Things I learnt from it are: how to use the steamer facility and don't be a numbskull next time and take in a bag to put it to bring it home and also beg/borrow/steal an old cardboard inner tube from either material or paper to wrap it round to store it once it has been washed so it doesn't get creased.

The other receipt pictured is for black bias binding and embroidery hoops as the experiments using coffin lining offcuts are continuing. Bias binding on the hoop helps grip the material more tightly, plus am thinking putting black around the outer hoop will look good for display purposes - once I've decided what it is I want to put on it and got both the embroidery and the image transfer techniques are good enough. Things I've learnt so far - embroidering straight onto the material puckers it regardless of width of needle used/amount of threads, covering it in gloss medium shows less than matte medium and it puckers less BUT you have to be very careful about placing the needle or else it leaves a hole plus if you pull the thread too tight it then tears through the material....room for more experimentation methinks.

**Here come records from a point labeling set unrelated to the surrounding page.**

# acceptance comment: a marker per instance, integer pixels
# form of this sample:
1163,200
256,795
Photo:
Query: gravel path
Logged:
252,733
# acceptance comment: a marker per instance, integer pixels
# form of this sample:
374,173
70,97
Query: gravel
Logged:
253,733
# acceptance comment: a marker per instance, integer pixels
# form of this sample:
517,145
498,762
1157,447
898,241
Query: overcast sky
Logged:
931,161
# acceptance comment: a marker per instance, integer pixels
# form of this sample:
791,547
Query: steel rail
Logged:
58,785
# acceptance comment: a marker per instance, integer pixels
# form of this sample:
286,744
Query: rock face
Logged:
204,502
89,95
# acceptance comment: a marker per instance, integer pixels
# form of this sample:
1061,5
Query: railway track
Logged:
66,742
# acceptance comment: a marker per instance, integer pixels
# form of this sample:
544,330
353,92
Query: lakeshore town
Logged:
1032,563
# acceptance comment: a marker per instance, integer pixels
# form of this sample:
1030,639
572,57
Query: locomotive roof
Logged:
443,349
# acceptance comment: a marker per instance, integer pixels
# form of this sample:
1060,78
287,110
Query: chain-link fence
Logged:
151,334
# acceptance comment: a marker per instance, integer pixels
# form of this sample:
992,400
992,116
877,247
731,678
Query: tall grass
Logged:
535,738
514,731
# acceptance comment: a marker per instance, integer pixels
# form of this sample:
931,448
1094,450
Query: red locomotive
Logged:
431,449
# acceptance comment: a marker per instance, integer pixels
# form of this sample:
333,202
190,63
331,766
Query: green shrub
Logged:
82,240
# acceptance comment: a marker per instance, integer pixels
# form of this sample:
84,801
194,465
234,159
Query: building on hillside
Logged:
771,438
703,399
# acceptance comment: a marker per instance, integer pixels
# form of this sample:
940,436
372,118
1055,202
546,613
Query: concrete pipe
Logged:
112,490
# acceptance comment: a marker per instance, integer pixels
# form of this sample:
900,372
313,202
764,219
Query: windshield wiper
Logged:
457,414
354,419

I bought the hoops,bias binding and embroidery thread off the Habiknit stall on Leeds Market - the same place I go to for all my sewing stuff, it's opposite the wool shop at the entrance on Vicar Lane. The ladies that work on the stall are lovely and really helpful and the lady who sold me the hoops said she wanted to buy her daughter a cardigan like the one I was wearing - it's a Banned one with day of the dead skulls either side. Apparently her daughter now has her own room after having to share with her sister and wants to go all out skulls everywhere - and it was really nice to be able to tell her about the matte medium image transfer technique and she said she was going to try it out on some stuff for her daughter. She also said she'd like to come to the end of year show when I explained what I was working on.

So what else? also went to a really interesting talk at Kirkstall Museum on the Victorian Underworld and learnt all manner of titbits about crime and punishment during the Victorian era as well as a really interesting nugget re Victorian novels in that reading was much less of a solo activity then - and the long monologues often found in Victorian serialisations were to give the reader the chance to perform.  

Think that's enough for now - still to make notes on what I've been up to today but now it's time for some tea and a bit of my beloved Eurovision.